I could go on endlessly about some of the classical stuff I'm familiar with. In fact, since it's the end of the day and I have some time, I'll do that just now.
Part of my enjoyment of certain composers has to do with the circumstances under which each piece was written. One remarkable example is the Russian composer Dmitri Shostakovitch. For nearly his entire life, he was prodded and goaded by the Communist government to make music in a certain way, to the point where he actually feared for his life due to government response to some of his works. He bottomed out emotionally at around the time of his eighth string quartet, which he later described as a eulogy for his own funeral, having caved to pressure and joined the Party some time earlier. In that quartet, he continually returns to an ominous four-note theme that spells out his own initials "D.Sch" (the note names are different than they are in English). In one of the middle movements, the melody hammers percussively in a way that supposedly mimics the KGB banging on his apartment door in the dead of night. There's no happy ending to the quartet, no resolution, just the grim and somber return of the four-note theme.

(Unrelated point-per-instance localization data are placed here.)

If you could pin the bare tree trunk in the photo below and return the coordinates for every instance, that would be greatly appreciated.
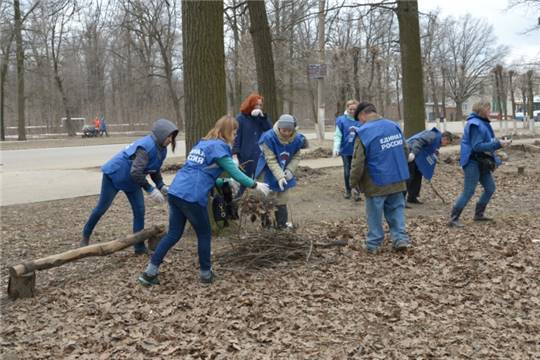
(264, 59)
(356, 77)
(20, 71)
(530, 95)
(511, 75)
(459, 110)
(411, 63)
(203, 80)
(3, 78)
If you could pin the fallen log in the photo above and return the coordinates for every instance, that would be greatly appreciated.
(22, 276)
(100, 249)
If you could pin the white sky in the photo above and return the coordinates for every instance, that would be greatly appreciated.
(508, 25)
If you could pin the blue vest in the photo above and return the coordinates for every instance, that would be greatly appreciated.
(198, 176)
(344, 123)
(426, 159)
(119, 167)
(385, 157)
(487, 134)
(284, 153)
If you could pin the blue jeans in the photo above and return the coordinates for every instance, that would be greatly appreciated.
(106, 197)
(392, 206)
(347, 160)
(472, 177)
(197, 215)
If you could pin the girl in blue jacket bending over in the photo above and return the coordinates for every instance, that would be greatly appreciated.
(127, 171)
(188, 196)
(344, 144)
(277, 164)
(478, 147)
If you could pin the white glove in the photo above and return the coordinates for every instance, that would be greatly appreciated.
(164, 189)
(263, 188)
(156, 196)
(282, 183)
(505, 142)
(288, 174)
(256, 112)
(235, 185)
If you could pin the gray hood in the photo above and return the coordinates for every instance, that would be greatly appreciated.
(161, 129)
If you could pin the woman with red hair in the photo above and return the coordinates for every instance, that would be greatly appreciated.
(252, 123)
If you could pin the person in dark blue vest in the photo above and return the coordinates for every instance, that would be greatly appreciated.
(127, 172)
(478, 160)
(252, 123)
(344, 143)
(379, 169)
(424, 148)
(280, 149)
(188, 196)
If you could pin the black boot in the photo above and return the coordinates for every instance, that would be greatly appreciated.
(454, 217)
(479, 213)
(84, 241)
(281, 216)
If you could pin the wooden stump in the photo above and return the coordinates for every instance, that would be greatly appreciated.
(22, 286)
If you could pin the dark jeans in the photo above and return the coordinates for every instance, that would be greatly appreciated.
(414, 184)
(106, 197)
(472, 177)
(347, 160)
(197, 215)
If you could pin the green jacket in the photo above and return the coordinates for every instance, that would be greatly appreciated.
(360, 177)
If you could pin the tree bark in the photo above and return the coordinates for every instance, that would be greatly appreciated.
(204, 81)
(92, 250)
(512, 92)
(20, 72)
(411, 64)
(530, 95)
(264, 59)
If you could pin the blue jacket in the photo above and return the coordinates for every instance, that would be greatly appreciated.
(283, 152)
(478, 137)
(344, 123)
(118, 168)
(383, 144)
(424, 145)
(196, 178)
(246, 143)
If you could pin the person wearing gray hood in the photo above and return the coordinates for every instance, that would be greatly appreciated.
(127, 172)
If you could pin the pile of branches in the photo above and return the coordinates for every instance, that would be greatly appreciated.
(267, 248)
(253, 207)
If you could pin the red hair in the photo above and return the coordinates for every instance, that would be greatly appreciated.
(249, 103)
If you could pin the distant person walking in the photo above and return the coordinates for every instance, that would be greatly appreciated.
(103, 127)
(478, 160)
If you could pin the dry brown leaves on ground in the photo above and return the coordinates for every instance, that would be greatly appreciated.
(470, 293)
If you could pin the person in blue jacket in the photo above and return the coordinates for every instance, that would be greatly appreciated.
(252, 123)
(424, 148)
(478, 160)
(344, 143)
(379, 169)
(280, 149)
(188, 196)
(127, 172)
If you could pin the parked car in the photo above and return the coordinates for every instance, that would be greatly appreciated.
(89, 131)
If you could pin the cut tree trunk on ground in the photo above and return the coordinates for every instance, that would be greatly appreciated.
(22, 276)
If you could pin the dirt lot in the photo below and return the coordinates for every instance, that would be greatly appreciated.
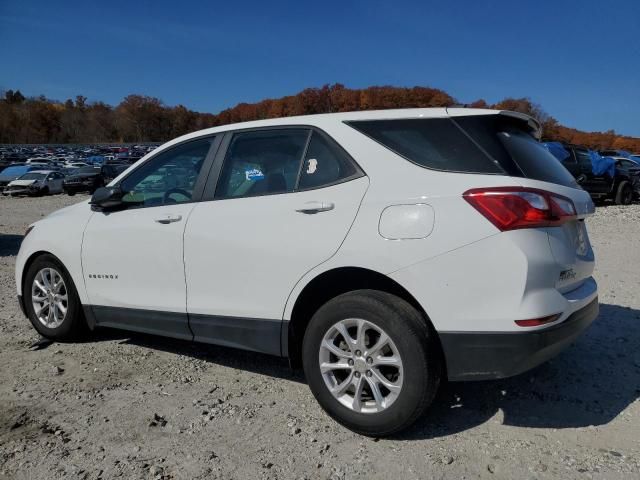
(145, 407)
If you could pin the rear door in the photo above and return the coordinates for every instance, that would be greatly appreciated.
(133, 258)
(511, 145)
(279, 202)
(598, 184)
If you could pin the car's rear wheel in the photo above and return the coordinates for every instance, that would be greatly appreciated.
(371, 362)
(51, 300)
(624, 194)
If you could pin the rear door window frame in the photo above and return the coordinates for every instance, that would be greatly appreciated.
(200, 183)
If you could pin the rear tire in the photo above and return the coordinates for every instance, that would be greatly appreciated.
(59, 314)
(409, 364)
(624, 194)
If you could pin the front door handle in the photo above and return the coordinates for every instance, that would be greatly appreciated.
(316, 207)
(169, 219)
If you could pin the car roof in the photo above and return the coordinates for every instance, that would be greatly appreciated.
(321, 120)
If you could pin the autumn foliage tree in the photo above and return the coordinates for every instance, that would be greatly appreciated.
(140, 118)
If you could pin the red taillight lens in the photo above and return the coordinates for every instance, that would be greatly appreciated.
(510, 208)
(536, 322)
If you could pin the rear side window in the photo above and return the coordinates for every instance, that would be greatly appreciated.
(262, 162)
(435, 143)
(489, 144)
(325, 164)
(504, 139)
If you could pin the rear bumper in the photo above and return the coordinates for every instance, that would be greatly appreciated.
(482, 356)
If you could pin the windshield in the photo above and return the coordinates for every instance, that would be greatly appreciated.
(87, 170)
(33, 176)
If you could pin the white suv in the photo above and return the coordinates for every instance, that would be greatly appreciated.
(384, 251)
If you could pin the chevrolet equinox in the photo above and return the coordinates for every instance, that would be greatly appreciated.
(383, 251)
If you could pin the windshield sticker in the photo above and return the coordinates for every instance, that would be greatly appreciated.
(312, 167)
(254, 174)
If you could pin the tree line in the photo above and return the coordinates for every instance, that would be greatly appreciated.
(139, 118)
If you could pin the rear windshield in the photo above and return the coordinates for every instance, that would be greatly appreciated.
(488, 144)
(435, 143)
(517, 151)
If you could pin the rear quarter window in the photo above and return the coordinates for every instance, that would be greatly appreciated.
(436, 143)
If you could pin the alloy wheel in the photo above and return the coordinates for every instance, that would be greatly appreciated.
(361, 366)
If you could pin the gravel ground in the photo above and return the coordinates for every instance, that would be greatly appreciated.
(146, 407)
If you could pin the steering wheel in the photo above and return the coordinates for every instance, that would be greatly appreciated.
(166, 198)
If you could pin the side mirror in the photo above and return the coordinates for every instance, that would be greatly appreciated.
(107, 198)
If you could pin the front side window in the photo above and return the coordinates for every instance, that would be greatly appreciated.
(262, 162)
(324, 164)
(168, 178)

Bela Bartok's string quartets are another source of enjoyment for me, and for similar reasons, though not as dour. For Bartok, his development as an artist was synonymous with one thing: moving away from traditional rhythm/harmony and embracing what was at the time considered "folk" music, whether it be Gypsy dance music or Hungarian bar songs, all of them in comparatively bizarre scales and meters compared to what anybody was doing in Western orchestral music at the time. He applied those influences in a unique way that stretched the boundaries of what four stringed instruments were capable of doing, because he really wanted to capture the untamed, almost mischievous element he found in his research of folk traditions. He was fond of inversions, playing a melody forwards, backwards, and upside down in strange counterpoint. One of his most well-known inventions was what later became known as the "Bartok pizzicato," whereby the player would intentionally pluck the string so hard that it would slap against the wood of the instrument with a loud snap. In some quartets, he developed a style he would return to throughout his life, the eerie sounds of "night music", with the instruments imitating bird calls, the faraway songs of farmers returning home at dusk, and a general mood of ambient uncertainty. And in his last quartet, the 6th, like Shostakovitch he responded to a political situation, this time the Nazi occupation. Deeply sarcastic, grotesque renderings of children's limericks mock the listener in one movement, and the lock-step march of Nazi soldiers is musically caricatured in another. But the overall mood is bleak by the end, as Bartok knew that this wouldn't be the first or last of such atrocities.
If string quartets aren't your thing, another distinctive and storied composer whose work resonates beyond just being an example of his period is Igor Stravinsky. His most famous piece is the ballet Le Sacre du Printemps, commonly translated into the English title The Rite of Spring. Rumor has it that small riots broke out in the concert halls where the ballet originally debuted. The whole thing is a celebration of pagan sex rituals, flesh sacrifice, and worship of the earth, startling subject matter from the devoutly Christian composer. It has some memorable moments, but is very 'cinematic' to me and thus a little one dimensional. My favorite piece of his is the Symphonies for Wind Instruments, possibly my favorite piece of music in general. I could sort of describe Bartok and Shostakovitch in words that mean something outside of the music, but here I just have to defer to the sound of the thing. Some of the savage and unpredictable atonalism of The Rite of Spring is on display, but confined to a collection of brass and woodwind instruments that carry me to a subtle and mystical realm every time I hear it. One bit of background is that the finale of the piece was originally a separate composition Stravinsky wrote when he learned of the death of Claude Debussy, a fellow composer (thought vastly different in style). As before, the debut of this work was met with confusion and actually laughter. As Stravinsky himself was conducting, he reportedly did not stop to explain that this was serious music and all that, he just turned and gave the audience a grin without halting a beat and kept going.
I guess my overall message here is: to get a sense of the piece and of the composer, find something whose sound you like and learn about the circumstances that inspired it. If what you find interests you, dig further into the same composer's related works to find other resonances and recurring motifs. Like authors and directors, classical composers usually have signature tropes they were known for, or stylistic approaches they kept returning to. For me, since the above composers were all active around the beginning or middle of the 20th century, that's where I tend to look if I want to hear something new, because things were moving in an exciting direction at the time with the advent of jazz and non-Western music.